Der 41-jährige deutsche Regisseur Tobias Kratzer ist für seine spektakulären Opern- und Schauspielinszenierungen bekannt. Die Inszenierung von Wagners „Tannhäuser“ aus 2019 in Bayreuth wurde mit dem „Opera Award“ für die „beste Regie“ ausgezeichnet. Sein Debüt jetzt an der Pariser Oper ist gut gemacht, durchdacht und überwiegend überzeugend, sowohl in der Genauigkeit als auch in der technischen Beherrschung seiner Verwirklichung. Er hievt das Werk ins Hier und ins explosive Heute, ins Zeitalter der Pandemie und kann damit fesseln. So erscheint Valentin mit seinen Sportsfreunden am eingezäunten Basketballplatz. So wohnt Maguerite in einem unsympathischen Wohnblock, wo man ihre Einzimmer-Wohnung eingeschnitten im ersten Stock sieht. Statt in die Kirche zu gehen, fährt sie in der Pariser Metro, wo sie der Teufel verflucht. Der wird immer begleitet von mehreren schwarzgekleideten, herumschwirrenden Assistenten, die ihn bei seinen Untaten unterstützen. Etwa beim Duell, wo Valentin ins Messer von Faust gestoßen wird. Nicht immer geht alles auf, nicht alles ist nachvollziehbar, so wenn bei der Liebesnacht nicht Faust, sondern Méphistophélès sich mit Marguerite vereinigt, und später in einer Gruselszene beim Gynäkologen, wo über den Bildschirm des Echolots ein Dämon flimmert. Der Horror Film „Rosemary’s Baby“ lässt grüßen. Und teils wird es zu drastisch, wenn etwa Marguerite ihr Kind in der Badewanne ertränkt.

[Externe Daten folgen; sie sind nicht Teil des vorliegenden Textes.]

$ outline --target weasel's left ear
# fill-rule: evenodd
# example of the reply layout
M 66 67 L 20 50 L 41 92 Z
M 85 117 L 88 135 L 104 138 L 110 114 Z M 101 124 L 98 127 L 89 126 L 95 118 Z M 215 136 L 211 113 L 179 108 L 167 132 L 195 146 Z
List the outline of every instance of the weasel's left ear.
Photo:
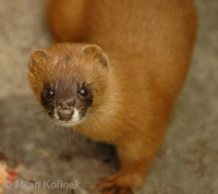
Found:
M 88 60 L 94 60 L 95 62 L 100 63 L 102 68 L 109 65 L 109 60 L 107 54 L 97 45 L 87 45 L 83 47 L 81 50 L 81 57 L 84 57 L 85 59 Z
M 35 50 L 28 60 L 28 70 L 34 73 L 40 70 L 41 65 L 45 65 L 49 53 L 44 49 Z

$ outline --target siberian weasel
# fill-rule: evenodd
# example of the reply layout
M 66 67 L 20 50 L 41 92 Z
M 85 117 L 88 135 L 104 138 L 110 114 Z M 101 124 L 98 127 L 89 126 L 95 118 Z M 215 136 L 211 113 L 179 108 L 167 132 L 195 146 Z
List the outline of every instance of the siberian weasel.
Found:
M 36 98 L 58 124 L 117 148 L 120 170 L 97 191 L 133 193 L 164 141 L 187 72 L 193 1 L 50 0 L 47 13 L 61 43 L 31 56 Z

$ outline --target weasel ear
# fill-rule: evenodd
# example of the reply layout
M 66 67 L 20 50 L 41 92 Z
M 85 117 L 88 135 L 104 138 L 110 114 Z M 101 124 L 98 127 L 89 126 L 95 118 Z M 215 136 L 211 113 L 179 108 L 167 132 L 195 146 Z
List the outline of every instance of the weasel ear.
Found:
M 28 70 L 31 72 L 39 70 L 40 65 L 45 64 L 48 58 L 49 53 L 44 49 L 37 49 L 33 51 L 28 60 Z
M 87 45 L 81 50 L 81 57 L 85 57 L 88 60 L 94 60 L 106 68 L 109 64 L 107 54 L 97 45 Z

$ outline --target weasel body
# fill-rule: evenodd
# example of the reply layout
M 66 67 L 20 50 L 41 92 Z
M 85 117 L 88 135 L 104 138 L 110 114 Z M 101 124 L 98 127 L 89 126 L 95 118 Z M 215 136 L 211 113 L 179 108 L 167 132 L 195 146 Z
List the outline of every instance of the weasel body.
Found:
M 31 56 L 28 78 L 39 104 L 58 124 L 116 146 L 121 168 L 97 191 L 133 193 L 186 75 L 193 2 L 50 0 L 48 24 L 62 43 Z

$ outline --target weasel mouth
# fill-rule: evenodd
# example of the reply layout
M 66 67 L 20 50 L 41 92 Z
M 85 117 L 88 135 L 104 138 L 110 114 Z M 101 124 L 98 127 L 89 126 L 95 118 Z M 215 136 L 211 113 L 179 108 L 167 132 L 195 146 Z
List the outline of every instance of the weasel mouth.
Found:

Musikalisch ist die Produktion auf hohem Niveau. An der Spitze des bestens disponierten Orchesters der Pariser Oper hat Lorenzo Viotti eine ungemein delikate und raffinierte Lesart der Partitur mit vielen Zwischentönen und feiner Pianokultur aber auch der notwendigen Dosis an Leidenschaften und Emotionen.

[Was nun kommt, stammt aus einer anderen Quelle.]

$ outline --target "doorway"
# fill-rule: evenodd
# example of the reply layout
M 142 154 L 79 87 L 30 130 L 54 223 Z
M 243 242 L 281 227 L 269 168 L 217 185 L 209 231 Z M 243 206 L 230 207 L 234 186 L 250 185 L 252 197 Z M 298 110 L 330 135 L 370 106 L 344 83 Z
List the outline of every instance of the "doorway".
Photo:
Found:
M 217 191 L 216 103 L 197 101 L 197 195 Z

In der Titelrolle ist Benjamin Bernheim, ein 35-jähriger Pariser, nahe am Ideal zu erleben. Mit betörendem Stimmzauber, Höhensicherheit, souveräner Sensibilität und Eleganz singt er mit berührender Ausdrucksweise. Und wie ein schüchterner Teenager ist er bei seiner Arie "Salut! Demeure chaste et pure" an der Schwelle des Vorortgebäudes, wo seine Angebetete wohnt, zu erleben. Marguerite wird von Ermonela Jaho mit etwas zu kleindimensioniertem Sopran gesungen,anfänglich auch mit etwas zu starkem Vibrato aber insgesamt mit großer fragiler Innigkeit und beeindruckendem Spiel. Sie wird auch von Michèle Losier begehrt, die die Hosenrolle des Siebel etwas blass aber solide präsentiert. Sylvie Brunet-Grupposo ist eine temperamentvolle Marthe. Florian Sempey verfügt als Valentin über einen samtig timbrierten Bariton. Christian Van Horn ist ein zynischer, bösartiger, extrem dämonischer Méphistophélès zum Fürchten mit imposantem, schwarzem Bass, im Gothic-Style gedresst.